Mayor Larry Antoskiewicz reported that he will be terminating the contract with Simple Recycling at the July 6 City Council Streets Committee meeting. He said that the company had suspended their service during the pandemic and were asked to send a letter to residents to notify them on the measure, but they did not. He also said that they have not resumed their service.
In April, 2018, City Council unanimously adopted legislation which allowed the Mayor to enter into an agreement for the curbside collection, recycling and disposition of soft recyclables with Great Lakes Recycling, Incorporated, also known as Simple Recycling. The new agreement was thought to add another recycling option for residents. The agreement spanned a four-year initial term, with future renewal possibilities. There was no cost to the city or residents for this service. The city saved money in tipping fees to the landfill for the items that may have normally been included with trash. The city will also receive a contract fee of one cent per pound of gross receipts of soft recyclables collected. At that time, it was thought to possibly add up to about $15-$20,000 per year. With the program, special bags were provided to use for soft recyclables.
According to the agreement, “Soft Recyclable means items of an individual weight less than fifty (50) pounds and can be carried by one person.
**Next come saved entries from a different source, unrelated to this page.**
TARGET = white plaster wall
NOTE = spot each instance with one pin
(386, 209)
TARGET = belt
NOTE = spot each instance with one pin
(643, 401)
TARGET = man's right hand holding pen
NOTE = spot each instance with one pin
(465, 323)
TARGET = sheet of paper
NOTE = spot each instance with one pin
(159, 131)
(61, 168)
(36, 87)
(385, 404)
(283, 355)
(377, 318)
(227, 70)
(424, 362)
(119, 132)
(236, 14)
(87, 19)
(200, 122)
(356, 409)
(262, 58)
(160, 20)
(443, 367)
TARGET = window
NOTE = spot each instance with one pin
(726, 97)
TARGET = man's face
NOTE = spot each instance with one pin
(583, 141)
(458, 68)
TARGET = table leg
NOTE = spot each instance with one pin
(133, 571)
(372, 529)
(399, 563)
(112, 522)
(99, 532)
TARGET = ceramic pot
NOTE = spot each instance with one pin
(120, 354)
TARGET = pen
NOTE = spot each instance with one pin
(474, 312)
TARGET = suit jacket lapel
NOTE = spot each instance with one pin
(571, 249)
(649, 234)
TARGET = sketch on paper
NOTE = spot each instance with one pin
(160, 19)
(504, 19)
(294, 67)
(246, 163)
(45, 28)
Soft Recyclables include primarily men’s, women’s and children’s clothing as well as items such as jewelry, shoes, purses, hats, toys, pictures, mirrors, blankets, drapes and curtains, pillows, rags, sewing scraps, sleeping bags, small furniture, small appliances, irons, radios and audio equipment, TVs and video equipment, cameras, lamps, hair dryers, tools, toasters, microwaves, coffee makers, computers and household or consumer electronics, silverware, dishes, pots and pans, glasses and the like.”
Ward 1 Council Representative Fenos reported that Simple Recycling representatives stated that they would resume pickup in July, but they have not resumed their operation. Antoskiewicz said that legislation will be presented to City Council that ends the contract with Simple Recycling. “It’s just not worth it,” he said. It’s not like we’re making any money. People can donate to the Veterans or Purple Hearts, who provide pickup.”